Sahiplenilen veya yaşamına son verilen köpeklerden sonra boşalan barınaklara yeni köpekler getirilerek süreç aynı şekilde işletilecek. Önce TBMM'nin ilgili komisyonlarında görüşülmesi beklenen teklifin Meclis kapanmadan önce yasalaşması öngörülüyor.

Sokak hayvanları sorununda çözüm ne?

Hayvan hakları savunucularına göre Türkiye'deki sokak hayvanlarının popülasyonunun artmasında ve sorunun büyümesinde son 20 yıldır belediyelerin yasal sorumluluklarını yerine getirmemesi ve bunun karşılığında hiçbir yaptırım ile karşılaşmaması etkili.
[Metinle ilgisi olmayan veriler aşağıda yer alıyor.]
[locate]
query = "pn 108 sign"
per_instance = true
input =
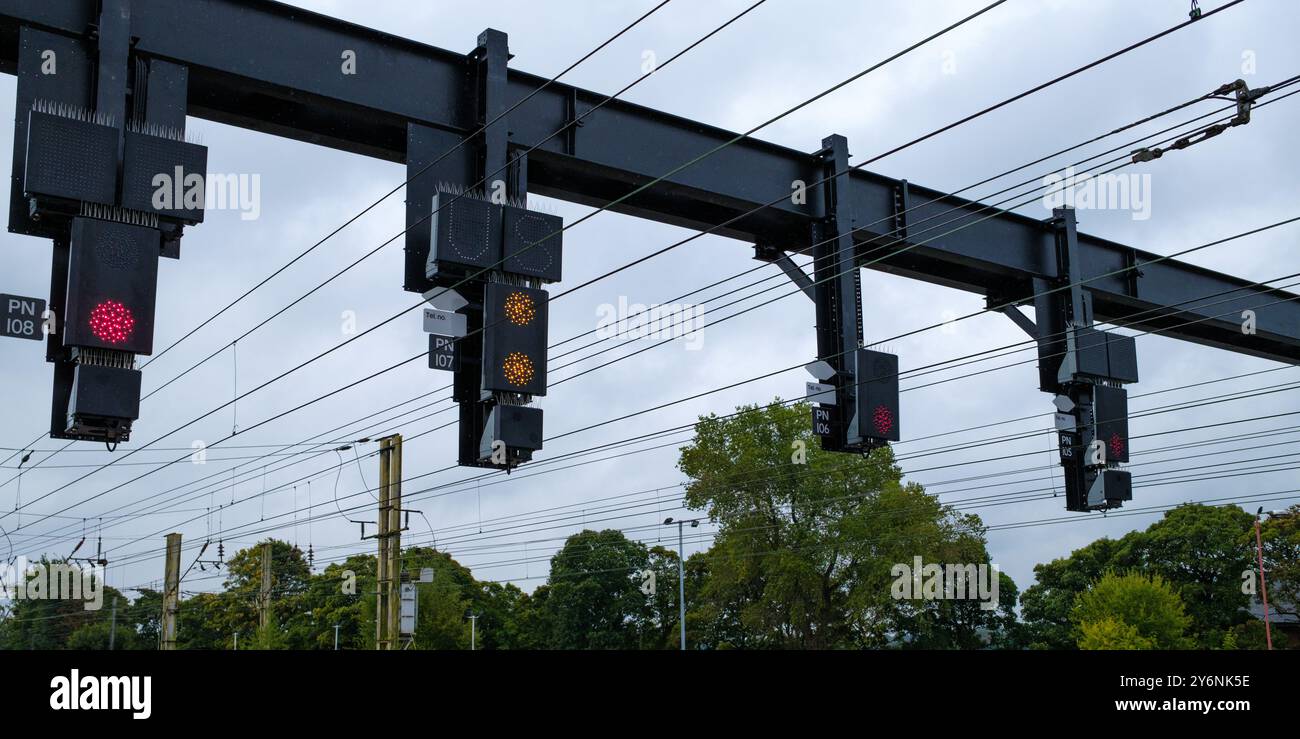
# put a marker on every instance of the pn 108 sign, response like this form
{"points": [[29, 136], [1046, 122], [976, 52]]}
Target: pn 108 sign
{"points": [[22, 318]]}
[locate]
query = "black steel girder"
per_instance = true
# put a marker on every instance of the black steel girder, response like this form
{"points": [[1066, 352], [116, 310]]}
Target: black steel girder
{"points": [[273, 68]]}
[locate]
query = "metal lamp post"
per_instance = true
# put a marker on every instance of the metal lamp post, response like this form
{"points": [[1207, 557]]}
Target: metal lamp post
{"points": [[681, 575]]}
Ancak hazırlanan yasa teklifiyle belediyeler ve denetim mekanizmalarını işletmeyen kurumlar yerine hayvanlar cezalandırılıyor.
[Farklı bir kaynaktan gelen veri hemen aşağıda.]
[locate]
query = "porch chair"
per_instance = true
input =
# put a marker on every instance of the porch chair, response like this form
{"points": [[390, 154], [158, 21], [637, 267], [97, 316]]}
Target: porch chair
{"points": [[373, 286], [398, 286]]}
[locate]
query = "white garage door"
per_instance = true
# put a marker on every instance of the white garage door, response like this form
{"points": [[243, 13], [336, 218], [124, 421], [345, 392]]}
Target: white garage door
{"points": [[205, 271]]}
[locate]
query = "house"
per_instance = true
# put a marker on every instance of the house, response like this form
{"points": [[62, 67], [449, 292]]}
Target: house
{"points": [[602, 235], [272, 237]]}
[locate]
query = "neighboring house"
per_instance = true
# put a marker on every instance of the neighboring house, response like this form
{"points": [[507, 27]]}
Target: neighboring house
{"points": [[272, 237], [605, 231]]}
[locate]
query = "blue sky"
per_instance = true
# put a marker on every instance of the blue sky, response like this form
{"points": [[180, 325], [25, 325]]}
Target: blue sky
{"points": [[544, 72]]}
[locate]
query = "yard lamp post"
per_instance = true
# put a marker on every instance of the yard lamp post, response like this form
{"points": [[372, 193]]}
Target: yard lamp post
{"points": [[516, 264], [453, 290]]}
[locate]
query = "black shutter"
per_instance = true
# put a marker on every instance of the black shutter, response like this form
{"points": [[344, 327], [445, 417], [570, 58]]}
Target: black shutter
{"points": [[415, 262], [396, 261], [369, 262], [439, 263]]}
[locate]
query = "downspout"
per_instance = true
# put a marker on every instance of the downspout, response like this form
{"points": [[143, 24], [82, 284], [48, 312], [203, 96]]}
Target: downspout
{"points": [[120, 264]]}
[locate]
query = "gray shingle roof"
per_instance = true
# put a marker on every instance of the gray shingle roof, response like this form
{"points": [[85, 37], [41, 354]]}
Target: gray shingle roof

Yürürlükteki yasa ne söylüyor?

2004'te yürürlüğe giren 5199 Sayılı Hayvanları Koruma Kanunu'na göre sokakta yaşayan hayvanların bakımında sorumluluk yerel yönetimlere ait. Yasanın sokak hayvanlarıyla ilgili 6. Maddesi'ne göre "Sahipsiz ya da güçten düşmüş hayvanların, 3285 sayılı Hayvan Sağlığı Zabıtası Kanununda öngörülen durumlar dışında öldürülmeleri yasak." 

İlgili maddede, "Sahipsiz veya güçten düşmüş hayvanların en hızlı şekilde yerel yönetimlerce kurulan veya izin verilen hayvan bakımevlerine götürülmesi zorunludur. Bu hayvanların öncelikle söz konusu merkezlerde oluşturulacak müşahede yerlerinde tutulması sağlanır. Müşahede yerlerinde kısırlaştırılan, aşılanan ve rehabilite edilen hayvanların kaydedildikten sonra öncelikle alındıkları ortama bırakılmaları esastır" deniliyor.

"İnsan öldürmekten farkı yok"

Meclis gündemine getirilecek yasa teklifiyle 6. Madde'de değişiklik planlanıyor. Buna göre belediyeler için zorunlu olan "al-tedavi et-yerine bırak" uygulamasından vazgeçilecek. Sokak hayvanlarının yaşamına "uyutma" adı altında son verilecek.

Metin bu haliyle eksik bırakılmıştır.